Sendo uma das Instituições mais antigas da cidade de Caldas da Rainha e da região Oeste, tem ao longo da sua existência desenvolvido ação altamente meritória aos seus associados e à população em geral, tendo nos últimos 50 anos tido um papel determinante na área da saúde e do apoio social, o que lhe permitiu assegurar a sua longevidade e um significativo número de associados, visto contar atualmente com cerca de 7.000 (sete mil) numa população de 50.000 (cinquenta mil) residentes no Concelho.

A sua ação estende-se presentemente à área da saúde através da sua Casa de Saúde, com internamento de medicina, uma Unidade de Cuidados Continuados Integrados com 12 camas, internamento de cirurgia complementando um bloco operatório, um Serviço de Atendimento Permanente aberto 12 horas por dia durante 365 dias no ano e um vasto conjunto de consultas e exames médicos de múltiplas especialidades, das quais salientamos o Serviço de Fisioterapia que é responsável por mais de 80 000 tratamentos anuais, dos quais 20 000 sessões para o SNS, pelo Serviço de Gastroenterologia que realiza mais de 7300 exames de endoscopias altas e baixas anualmente, o Serviço de Radiologia que executa mais de 52 000 exames por ano de técnicas tão variadas como radiologia geral, ecografia, mamografia, osteodensitometria, ortopantomografia e TAC.

O objetivo inicial dos mutualistas fundadores de apoiar os mais necessitados e que mostravam maiores dificuldades em conseguir condições de vida dignas sempre se manteve no espírito da organização e assim foi criado em 1995 o Lar (ERPI – Estrutura Residencial para Pessoas Idosas), a que foi dado o nome do grande impulsionador do desenvolvimento clínico do Montepio, sendo designado Lar Residencial Dr. Ernesto Moreira, e no qual se instalou igualmente um Centro de Dia que pode receber até 10 utentes.

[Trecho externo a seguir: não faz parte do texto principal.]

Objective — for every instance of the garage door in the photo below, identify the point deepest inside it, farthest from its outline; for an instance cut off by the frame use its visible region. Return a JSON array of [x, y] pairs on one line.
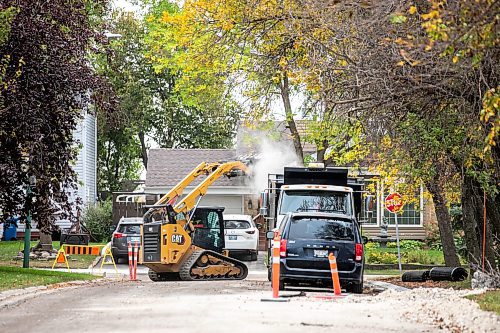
[[233, 203]]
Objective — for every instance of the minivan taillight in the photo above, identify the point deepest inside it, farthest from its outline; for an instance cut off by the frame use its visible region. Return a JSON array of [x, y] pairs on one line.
[[283, 248], [358, 252]]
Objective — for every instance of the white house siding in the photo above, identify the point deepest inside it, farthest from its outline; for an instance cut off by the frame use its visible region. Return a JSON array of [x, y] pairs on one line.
[[85, 166]]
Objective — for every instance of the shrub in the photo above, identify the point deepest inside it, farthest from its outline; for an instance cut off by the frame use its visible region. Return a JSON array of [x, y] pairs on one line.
[[381, 258], [372, 245], [98, 219], [392, 245], [407, 245], [411, 245]]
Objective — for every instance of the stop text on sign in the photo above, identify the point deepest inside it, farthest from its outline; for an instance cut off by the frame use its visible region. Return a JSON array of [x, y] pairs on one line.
[[394, 202]]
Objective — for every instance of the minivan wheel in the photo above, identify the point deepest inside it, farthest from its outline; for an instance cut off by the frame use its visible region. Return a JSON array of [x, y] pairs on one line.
[[355, 288]]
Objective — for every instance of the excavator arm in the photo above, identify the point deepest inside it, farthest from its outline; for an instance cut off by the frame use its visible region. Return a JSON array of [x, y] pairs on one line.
[[169, 199], [235, 168], [172, 250]]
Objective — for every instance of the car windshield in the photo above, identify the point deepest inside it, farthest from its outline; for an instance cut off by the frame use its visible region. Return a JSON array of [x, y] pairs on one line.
[[130, 229], [314, 228], [235, 224], [319, 201]]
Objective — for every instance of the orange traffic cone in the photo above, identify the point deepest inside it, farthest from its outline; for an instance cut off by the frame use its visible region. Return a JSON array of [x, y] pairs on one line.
[[335, 274]]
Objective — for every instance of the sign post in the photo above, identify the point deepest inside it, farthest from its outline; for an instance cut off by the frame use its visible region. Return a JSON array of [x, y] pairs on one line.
[[394, 203]]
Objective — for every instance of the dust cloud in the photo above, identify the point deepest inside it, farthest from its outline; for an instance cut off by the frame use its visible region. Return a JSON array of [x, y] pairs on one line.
[[270, 157]]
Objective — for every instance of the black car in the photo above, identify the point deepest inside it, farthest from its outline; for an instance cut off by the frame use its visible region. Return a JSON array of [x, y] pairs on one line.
[[306, 241], [127, 230]]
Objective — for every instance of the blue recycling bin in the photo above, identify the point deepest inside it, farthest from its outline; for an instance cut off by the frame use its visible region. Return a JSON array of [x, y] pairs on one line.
[[10, 230]]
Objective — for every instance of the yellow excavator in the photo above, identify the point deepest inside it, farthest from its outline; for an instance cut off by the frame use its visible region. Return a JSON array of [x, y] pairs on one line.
[[182, 241]]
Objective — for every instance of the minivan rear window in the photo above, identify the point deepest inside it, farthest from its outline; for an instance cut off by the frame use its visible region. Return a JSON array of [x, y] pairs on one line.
[[234, 224], [130, 229], [314, 228]]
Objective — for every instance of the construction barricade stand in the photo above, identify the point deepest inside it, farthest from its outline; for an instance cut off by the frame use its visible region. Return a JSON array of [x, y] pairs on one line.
[[93, 250], [275, 262]]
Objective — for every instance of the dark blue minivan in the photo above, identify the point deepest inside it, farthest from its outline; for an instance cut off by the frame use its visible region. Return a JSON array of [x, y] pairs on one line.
[[307, 238]]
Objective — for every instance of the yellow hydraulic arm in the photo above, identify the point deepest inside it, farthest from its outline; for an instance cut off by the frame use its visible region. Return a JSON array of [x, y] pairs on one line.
[[202, 169], [213, 170], [189, 201]]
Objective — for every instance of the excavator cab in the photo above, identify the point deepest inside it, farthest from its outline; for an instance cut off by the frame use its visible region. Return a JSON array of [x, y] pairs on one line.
[[208, 228]]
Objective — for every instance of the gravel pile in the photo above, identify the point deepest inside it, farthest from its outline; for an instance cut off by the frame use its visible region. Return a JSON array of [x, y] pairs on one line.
[[445, 308]]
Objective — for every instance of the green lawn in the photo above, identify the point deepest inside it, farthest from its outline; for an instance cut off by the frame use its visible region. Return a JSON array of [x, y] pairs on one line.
[[8, 250], [425, 257], [15, 277], [488, 301]]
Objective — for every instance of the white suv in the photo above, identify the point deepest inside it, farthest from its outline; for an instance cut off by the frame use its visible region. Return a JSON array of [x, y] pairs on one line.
[[241, 235]]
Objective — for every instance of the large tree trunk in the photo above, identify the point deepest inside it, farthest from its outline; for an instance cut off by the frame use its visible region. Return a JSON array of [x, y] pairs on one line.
[[285, 95], [144, 150], [472, 208], [444, 223]]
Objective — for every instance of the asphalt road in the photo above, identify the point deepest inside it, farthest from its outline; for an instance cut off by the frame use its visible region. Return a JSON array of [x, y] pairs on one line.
[[234, 306], [237, 306]]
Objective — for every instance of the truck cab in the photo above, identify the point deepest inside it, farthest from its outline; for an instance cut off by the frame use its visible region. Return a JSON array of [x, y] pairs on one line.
[[316, 212], [314, 198], [310, 189]]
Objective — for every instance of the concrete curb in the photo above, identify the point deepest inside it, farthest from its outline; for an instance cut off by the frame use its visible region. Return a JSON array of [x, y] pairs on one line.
[[14, 297]]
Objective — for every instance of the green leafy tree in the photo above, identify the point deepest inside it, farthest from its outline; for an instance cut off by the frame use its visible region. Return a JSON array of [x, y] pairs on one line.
[[47, 83], [150, 107]]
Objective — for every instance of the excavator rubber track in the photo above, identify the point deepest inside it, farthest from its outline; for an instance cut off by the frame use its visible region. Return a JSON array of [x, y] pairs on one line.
[[209, 266], [161, 277]]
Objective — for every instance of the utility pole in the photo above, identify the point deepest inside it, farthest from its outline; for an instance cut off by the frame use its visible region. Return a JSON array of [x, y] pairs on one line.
[[27, 230]]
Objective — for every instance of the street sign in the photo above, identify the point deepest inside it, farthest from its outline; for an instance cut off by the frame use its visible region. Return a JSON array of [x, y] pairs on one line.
[[394, 202]]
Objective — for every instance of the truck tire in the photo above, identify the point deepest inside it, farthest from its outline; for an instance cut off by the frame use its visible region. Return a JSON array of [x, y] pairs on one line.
[[281, 285], [355, 288]]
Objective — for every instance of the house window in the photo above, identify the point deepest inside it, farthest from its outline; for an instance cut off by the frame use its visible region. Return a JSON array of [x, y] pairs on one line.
[[370, 203]]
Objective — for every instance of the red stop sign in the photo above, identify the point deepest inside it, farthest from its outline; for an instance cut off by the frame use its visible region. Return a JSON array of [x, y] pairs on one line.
[[394, 202]]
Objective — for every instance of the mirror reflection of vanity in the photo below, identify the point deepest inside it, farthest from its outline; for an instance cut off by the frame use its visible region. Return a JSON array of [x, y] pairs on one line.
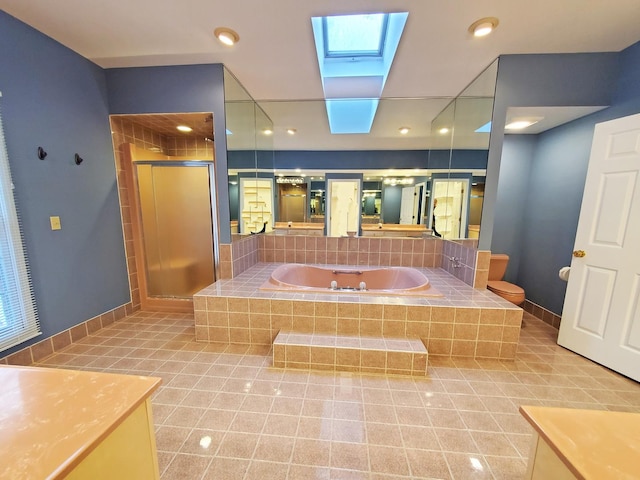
[[442, 156]]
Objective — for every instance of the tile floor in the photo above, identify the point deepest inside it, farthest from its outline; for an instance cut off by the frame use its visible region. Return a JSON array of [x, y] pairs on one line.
[[224, 413]]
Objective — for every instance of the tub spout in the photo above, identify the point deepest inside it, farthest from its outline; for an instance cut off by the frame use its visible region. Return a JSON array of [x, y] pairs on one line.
[[349, 272]]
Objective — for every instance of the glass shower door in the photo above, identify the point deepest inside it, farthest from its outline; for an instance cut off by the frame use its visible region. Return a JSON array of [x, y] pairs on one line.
[[175, 203]]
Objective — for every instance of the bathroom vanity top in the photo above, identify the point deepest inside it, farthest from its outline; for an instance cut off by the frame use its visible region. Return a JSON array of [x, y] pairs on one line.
[[51, 419], [592, 444]]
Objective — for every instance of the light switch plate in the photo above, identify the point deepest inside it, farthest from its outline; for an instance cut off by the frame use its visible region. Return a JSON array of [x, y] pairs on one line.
[[55, 223]]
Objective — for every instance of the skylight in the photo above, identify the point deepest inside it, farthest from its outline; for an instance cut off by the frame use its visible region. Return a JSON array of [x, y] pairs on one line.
[[355, 53], [355, 35]]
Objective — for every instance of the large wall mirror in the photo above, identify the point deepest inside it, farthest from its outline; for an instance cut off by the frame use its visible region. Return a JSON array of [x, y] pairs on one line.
[[423, 162], [249, 133]]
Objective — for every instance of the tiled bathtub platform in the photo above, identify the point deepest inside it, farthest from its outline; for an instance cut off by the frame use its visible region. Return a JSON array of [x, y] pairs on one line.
[[466, 322], [350, 353]]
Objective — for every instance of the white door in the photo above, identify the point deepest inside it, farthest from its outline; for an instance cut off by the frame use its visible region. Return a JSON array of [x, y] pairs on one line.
[[601, 314], [343, 207], [406, 205]]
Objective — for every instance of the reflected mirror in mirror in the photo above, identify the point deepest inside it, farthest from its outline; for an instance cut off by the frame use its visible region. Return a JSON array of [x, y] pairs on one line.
[[411, 142]]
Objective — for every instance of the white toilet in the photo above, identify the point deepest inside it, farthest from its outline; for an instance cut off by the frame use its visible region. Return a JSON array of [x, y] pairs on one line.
[[497, 269]]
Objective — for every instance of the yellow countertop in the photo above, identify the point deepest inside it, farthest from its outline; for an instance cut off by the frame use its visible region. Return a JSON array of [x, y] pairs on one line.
[[394, 227], [299, 226], [593, 444], [51, 419]]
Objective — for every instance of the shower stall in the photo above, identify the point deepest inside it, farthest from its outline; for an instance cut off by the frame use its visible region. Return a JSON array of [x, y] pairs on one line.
[[175, 205]]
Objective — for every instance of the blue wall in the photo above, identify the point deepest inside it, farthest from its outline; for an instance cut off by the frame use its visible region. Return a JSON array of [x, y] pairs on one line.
[[585, 79], [515, 168], [52, 97], [554, 188]]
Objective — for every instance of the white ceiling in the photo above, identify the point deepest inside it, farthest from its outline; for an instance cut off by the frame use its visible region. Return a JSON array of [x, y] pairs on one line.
[[275, 58]]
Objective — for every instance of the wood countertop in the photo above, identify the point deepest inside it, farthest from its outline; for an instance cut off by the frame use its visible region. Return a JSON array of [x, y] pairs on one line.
[[593, 444], [51, 419], [394, 227]]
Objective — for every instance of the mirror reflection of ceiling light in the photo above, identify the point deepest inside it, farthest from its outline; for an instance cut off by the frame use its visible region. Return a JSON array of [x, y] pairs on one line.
[[398, 181], [226, 36], [483, 27], [520, 124]]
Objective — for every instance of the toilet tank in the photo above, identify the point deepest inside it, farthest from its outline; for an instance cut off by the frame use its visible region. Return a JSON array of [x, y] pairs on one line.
[[498, 266]]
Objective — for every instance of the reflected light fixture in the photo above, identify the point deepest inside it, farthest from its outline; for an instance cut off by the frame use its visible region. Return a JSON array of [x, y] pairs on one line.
[[483, 27], [226, 36], [520, 123]]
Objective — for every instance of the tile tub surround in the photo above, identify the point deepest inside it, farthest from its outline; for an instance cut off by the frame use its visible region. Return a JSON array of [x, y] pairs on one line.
[[238, 256], [364, 251], [471, 265], [465, 323], [350, 354]]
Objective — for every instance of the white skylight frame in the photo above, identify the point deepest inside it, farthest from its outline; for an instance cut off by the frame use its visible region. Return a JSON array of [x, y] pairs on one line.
[[358, 82], [359, 35]]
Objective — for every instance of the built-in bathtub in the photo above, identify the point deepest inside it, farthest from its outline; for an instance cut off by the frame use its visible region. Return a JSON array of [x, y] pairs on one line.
[[464, 322], [393, 281]]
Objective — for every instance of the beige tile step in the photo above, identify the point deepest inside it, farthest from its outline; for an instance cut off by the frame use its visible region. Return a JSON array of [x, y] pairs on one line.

Esta estrutura com 60 camas permite apoiar um número já significativo de pessoas idosas que na região de Caldas da Rainha constituem no grupo etário superior aos 65 anos mais de 20% da população residente. Esta unidade contratualizada com a Segurança Social fornece serviços completos que vão desde animação, fisioterapia, acompanhamento médico, terapia ocupacional, etc.

Não satisfeita com esta criação a associação manteve o seu foco de tentar suprir as faltas de apoio dirigidas a este grupo etário e logo que lhe foi possível criou em 2011 um Condomínio Residencial Para Idosos com 96 apartamentos e tipologias T0 e T1, no qual assegura o funcionamento de um serviço de apoio domiciliário, de referência.

Nesta estrutura, os residentes podem subscrever um amplo conjunto de serviços de apoio, que vai desde a alimentação, aos cuidados de higiene, de limpeza da residência, de apoio médico, de enfermagem, de fisioterapia, etc, conforme as suas necessidades e dispondo assim de um contínuo acompanhamento individualizado, suprindo todas as suas necessidades.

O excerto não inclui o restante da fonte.